IBM Support

Backup and Restore Performance Improvements with Large Numbers of Tables, Views, and Procedures

News


Abstract

IBM Pure Data for Analytics 7.2.1.6-P2 includes enhancements that improve performance when the backed up and restored database has many tables or other objects that rarely change. Both incremental backup and incremental restore include optimizations that eliminate unnecessary processing overhead for tables and other objects (specifically, views and procedures) that were not modified. Also, you can designate "staging" or other temporary-use tables as not needing backup, and both full and incremental backups would eliminate unnecessary processing overhead for these tables.

Content

Tracking Changes to Tables and Views

To support the incremental backup and restore optimizations for tables and views (including materialized views) that were not modified, the CREATE DATABASE and ALTER DATABASE commands now accept an extra TRACK CHANGES option:

CREATE DATABASE <name> [TRACK CHANGES [ON | OFF]]
ALTER DATABASE <name> [TRACK CHANGES [ON | OFF]]

By default, a database is created with TRACK CHANGES OFF, which means that the incremental backup and restore optimizations for tables and other objects are not in effect for the specific database. This behavior matches the existing behavior of backup and restore for versions 7.2.1.5-P2 and earlier. TRACK CHANGES OFF is also the default setting on each database after an upgrade to release 7.2.1.6-P2 or later. TRACK CHANGES must be ON in a database to enable the optimizations for tables and views in that database.

With TRACK CHANGES ON, incremental backup of the specific database does not attempt to retrieve inserted and or deleted rows for a specific table in the following situations.

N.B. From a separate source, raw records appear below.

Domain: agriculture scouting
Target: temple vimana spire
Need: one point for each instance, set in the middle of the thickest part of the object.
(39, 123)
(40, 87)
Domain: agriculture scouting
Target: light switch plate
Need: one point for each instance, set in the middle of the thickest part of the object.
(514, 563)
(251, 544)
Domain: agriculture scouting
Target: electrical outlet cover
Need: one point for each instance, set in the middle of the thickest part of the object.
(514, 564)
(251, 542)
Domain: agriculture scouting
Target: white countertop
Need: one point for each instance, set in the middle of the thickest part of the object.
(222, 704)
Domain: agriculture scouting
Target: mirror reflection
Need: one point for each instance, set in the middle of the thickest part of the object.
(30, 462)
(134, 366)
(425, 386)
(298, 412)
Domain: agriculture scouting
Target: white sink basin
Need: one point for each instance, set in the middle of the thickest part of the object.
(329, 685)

- When it is known that no rows were inserted ince the last backup.

- When it is known that no rows deletedm since the last backup.

- When it is known that no rows were updated since the last backup.

The "last" backup is the initial full backup for a cumulative backup and the preceding backup, full or incremental, for a differential backup. Insertions and deletions (an update operation counts as an insertion and a deletion) are tracked separately for this optimization. No empty (zero-row) "inserted rows" and or "deleted rows" files are generated by incremental backup for incremental restore to process. The cost savings on both backup and restore can be significant when a large fraction of the tables in the database is unchanged between backups.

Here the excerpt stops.